McLaughlin acknowledged the uniqueness of their approach, emphasizing the campaign’s intention to be “nimble and hyper-targeted” in its advertising expenditures.
The political advertising market in the US is expected to reach about $16 billion in 2024. Ramaswamy’s campaign had previously launched a significant ad campaign in Iowa and New Hampshire, with Politico reporting planned expenditures of up to $12 million across these states. However, NBC News reported that the campaign has since spent only $2.2 million on TV, digital, and radio ads.

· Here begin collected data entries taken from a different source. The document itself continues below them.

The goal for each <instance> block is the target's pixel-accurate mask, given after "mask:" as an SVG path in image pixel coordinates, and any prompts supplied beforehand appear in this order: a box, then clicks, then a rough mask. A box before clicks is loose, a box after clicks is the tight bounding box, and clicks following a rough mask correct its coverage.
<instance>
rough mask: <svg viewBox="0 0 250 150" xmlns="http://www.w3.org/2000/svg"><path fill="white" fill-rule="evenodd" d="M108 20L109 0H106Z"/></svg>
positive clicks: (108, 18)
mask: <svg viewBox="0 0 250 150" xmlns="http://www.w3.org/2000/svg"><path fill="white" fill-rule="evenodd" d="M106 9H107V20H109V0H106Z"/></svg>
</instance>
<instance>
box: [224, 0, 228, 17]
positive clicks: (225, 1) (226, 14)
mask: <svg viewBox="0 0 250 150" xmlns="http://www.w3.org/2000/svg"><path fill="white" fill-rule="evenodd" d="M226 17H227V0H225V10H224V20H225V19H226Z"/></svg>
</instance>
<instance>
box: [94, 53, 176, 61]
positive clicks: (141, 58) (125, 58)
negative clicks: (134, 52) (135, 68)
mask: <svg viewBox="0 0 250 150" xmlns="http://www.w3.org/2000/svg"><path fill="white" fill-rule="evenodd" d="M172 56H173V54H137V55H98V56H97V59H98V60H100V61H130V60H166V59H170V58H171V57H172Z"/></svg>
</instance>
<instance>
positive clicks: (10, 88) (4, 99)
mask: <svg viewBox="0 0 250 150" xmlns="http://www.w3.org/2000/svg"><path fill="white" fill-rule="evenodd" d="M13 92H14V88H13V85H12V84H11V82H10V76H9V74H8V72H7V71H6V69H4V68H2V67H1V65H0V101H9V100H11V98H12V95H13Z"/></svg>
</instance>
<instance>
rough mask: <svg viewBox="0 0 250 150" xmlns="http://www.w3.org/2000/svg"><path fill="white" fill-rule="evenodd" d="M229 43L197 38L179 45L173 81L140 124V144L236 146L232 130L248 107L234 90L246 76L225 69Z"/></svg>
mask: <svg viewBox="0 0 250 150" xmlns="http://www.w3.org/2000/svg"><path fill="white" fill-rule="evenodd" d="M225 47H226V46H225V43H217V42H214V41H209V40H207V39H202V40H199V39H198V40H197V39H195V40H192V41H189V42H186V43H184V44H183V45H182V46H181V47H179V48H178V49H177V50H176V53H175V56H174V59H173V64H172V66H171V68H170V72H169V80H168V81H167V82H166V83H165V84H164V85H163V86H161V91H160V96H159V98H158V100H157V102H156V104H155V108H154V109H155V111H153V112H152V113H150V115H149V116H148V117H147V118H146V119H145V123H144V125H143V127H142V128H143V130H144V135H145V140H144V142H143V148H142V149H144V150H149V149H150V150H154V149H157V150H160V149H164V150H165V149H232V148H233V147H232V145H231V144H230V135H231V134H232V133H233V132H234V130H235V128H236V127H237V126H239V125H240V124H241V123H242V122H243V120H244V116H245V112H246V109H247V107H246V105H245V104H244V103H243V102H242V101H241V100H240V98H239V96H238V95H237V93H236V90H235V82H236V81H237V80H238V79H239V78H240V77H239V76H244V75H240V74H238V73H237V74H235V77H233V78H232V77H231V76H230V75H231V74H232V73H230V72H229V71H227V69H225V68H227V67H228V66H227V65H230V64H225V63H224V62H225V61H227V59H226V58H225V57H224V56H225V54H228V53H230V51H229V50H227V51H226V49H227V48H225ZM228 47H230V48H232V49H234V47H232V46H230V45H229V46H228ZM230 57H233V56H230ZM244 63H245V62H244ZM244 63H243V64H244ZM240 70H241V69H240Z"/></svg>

Comparatively, in one week of December, Ramaswamy’s campaign spent $6,000 on TV ads, significantly less than other GOP candidates like Donald Trump, Nikki Haley, Ron DeSantis, and Chris Christie.
Poll position
As per the latest polling data, Ramaswamy is trailing in the GOP presidential primary, with only 3.5% support nationally, according to His standings are slightly better in Iowa and New Hampshire but still lag behind the frontrunners.
The Iowa caucuses are scheduled for January 15, followed by the New Hampshire primary on January 23.
McLaughlin reiterated to NBC News the campaign’s strategic choice for a more targeted approach in ad spending, moving away from the traditional heavy reliance on TV ads. This decision comes after a substantial initial investment in TV advertising in November, as reported by Politico.
The PAC supporting Ramaswamy, American Exceptionalism, has also not invested in ads across any platform since October, as per NBC News.